“Every disadvantage has its advantage” (elk nadeel heb z’n voordeel), says Johan Cruijff, the Netherlands’ greatest soccer player, in one of his most famous quotes. Every time completeness and accessibility of follow-up data in screening evaluation are in play, I am extremely conscious of this quote. It was under Napoleon Bonaparte, actually, that a population registry started in the Netherlands, in the same process by which he conquered large parts of Europe while leaving behind a path of destruction and death. On the positive side of this legacy, current registry systems that uniformly cover 100% of the actual population allow us to approach each individual and link follow-up data to them. Among other things, they help ensure high-quality cancer screening.

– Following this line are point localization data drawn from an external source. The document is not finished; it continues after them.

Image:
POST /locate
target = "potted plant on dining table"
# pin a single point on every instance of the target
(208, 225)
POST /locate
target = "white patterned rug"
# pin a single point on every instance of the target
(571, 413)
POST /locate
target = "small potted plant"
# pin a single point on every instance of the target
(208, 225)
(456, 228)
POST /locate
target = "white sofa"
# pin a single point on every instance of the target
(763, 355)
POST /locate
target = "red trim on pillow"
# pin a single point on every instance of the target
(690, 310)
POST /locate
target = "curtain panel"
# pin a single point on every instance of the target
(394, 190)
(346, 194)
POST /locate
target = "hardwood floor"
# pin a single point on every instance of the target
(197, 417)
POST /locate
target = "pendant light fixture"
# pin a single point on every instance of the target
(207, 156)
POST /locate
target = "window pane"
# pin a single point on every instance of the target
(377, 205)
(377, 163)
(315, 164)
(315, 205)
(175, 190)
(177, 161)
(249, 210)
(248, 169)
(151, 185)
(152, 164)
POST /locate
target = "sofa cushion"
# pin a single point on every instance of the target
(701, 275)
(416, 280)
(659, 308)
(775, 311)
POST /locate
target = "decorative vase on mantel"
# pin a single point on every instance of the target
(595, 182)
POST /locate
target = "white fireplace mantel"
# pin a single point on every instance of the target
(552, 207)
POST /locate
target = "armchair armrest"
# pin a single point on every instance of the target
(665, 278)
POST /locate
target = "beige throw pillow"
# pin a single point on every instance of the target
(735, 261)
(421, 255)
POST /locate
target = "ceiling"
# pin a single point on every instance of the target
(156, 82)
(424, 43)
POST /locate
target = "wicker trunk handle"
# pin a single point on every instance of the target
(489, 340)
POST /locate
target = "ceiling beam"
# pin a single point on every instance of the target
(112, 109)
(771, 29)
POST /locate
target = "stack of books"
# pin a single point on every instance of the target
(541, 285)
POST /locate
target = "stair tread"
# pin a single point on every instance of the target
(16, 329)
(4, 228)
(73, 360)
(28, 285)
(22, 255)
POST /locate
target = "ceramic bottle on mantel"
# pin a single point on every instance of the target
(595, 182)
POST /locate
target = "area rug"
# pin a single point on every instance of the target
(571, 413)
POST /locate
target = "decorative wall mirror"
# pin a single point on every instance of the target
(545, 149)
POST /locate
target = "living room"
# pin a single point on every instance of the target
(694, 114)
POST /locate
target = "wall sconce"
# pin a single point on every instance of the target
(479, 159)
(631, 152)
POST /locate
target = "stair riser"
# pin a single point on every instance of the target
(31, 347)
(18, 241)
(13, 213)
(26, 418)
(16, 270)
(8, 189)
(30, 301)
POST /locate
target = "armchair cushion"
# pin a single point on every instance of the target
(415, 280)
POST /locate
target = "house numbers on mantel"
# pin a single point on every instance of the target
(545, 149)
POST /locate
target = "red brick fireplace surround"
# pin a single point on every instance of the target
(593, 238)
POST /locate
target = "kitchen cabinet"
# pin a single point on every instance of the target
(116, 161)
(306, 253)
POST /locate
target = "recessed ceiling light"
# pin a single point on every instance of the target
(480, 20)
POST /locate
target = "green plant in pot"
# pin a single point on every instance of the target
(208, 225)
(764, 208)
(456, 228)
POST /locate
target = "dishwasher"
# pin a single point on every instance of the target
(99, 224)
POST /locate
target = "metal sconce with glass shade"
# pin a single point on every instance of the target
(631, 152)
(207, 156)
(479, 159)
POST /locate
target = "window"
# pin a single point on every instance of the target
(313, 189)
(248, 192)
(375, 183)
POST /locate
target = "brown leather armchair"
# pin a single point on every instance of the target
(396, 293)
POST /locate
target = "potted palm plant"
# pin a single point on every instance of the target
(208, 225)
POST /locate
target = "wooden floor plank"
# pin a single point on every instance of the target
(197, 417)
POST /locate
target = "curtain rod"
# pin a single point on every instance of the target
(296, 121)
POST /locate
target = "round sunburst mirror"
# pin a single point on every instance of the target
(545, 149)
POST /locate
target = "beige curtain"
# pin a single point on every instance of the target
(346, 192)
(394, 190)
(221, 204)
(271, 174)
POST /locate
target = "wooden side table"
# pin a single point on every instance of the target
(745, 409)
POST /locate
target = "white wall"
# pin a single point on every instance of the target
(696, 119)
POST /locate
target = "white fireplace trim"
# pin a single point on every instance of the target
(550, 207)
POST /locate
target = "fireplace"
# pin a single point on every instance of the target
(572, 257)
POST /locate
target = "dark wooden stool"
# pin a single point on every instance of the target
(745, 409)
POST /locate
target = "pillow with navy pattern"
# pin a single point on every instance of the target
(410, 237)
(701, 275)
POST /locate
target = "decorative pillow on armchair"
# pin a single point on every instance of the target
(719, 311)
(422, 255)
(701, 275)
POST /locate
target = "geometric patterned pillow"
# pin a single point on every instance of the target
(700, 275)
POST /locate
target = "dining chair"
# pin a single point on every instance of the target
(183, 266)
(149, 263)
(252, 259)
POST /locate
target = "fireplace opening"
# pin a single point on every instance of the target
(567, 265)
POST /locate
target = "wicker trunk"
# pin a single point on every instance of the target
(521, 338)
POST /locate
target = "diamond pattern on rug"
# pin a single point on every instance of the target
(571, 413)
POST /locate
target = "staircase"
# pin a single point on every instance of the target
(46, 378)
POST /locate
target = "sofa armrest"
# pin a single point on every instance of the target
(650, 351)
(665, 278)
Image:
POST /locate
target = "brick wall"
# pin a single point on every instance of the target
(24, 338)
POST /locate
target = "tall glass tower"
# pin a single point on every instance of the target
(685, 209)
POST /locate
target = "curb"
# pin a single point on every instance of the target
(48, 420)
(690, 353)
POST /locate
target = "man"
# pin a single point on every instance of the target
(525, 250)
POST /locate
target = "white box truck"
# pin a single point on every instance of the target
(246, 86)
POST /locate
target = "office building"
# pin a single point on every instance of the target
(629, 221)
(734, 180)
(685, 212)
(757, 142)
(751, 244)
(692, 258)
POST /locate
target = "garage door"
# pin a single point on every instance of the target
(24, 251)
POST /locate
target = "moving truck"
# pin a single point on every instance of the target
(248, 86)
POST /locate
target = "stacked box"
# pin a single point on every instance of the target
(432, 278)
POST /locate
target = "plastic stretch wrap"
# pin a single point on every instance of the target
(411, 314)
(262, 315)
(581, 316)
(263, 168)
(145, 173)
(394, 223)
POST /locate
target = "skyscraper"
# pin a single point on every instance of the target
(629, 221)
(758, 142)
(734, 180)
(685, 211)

In cancer screening, equity and an optimal balance between harms and benefits can only be achieved with the most complete reach or coverage of the population possible, as well as informed choice for participation and adequate follow-up of positive screenings and outcomes. Cancer registries and population registries, therefore, play a fundamental role in all of these steps. Such registries will be even more important when future screening programs tackle specific risk groups, such as lung cancer screening, more so than age groups alone. This is also true for when prevention programs become more precision strategies, tailoring tests by specific intervals to earlier individual results. Notwithstanding the many difficulties in achieving these goals (1), such registries have been crucial in European screening programs.
Policymakers and analysts in the United States have often struggled with the lack of such rich uniformly available data sources, while Europeans have sometimes questioned evaluations in more decentralized systems. Shapiro and others were one of the first to try to assemble and compare metrics across countries (2). In vain, it seemed, given the limited amount of comparative papers (3). But citizens and policymakers need benchmarking, as colorectal cancer (CRC) screening is being gradually implemented, different tests are being used throughout the world, and new testing technologies are emerging, such as breast tomosynthesis and human papilloma virus testing. Citizens may ask: Do I get maximum benefits versus limited harm? Or should I refrain from too much testing? Policymakers may ask: Is this program ideal? Should we introduce or make the newest test available?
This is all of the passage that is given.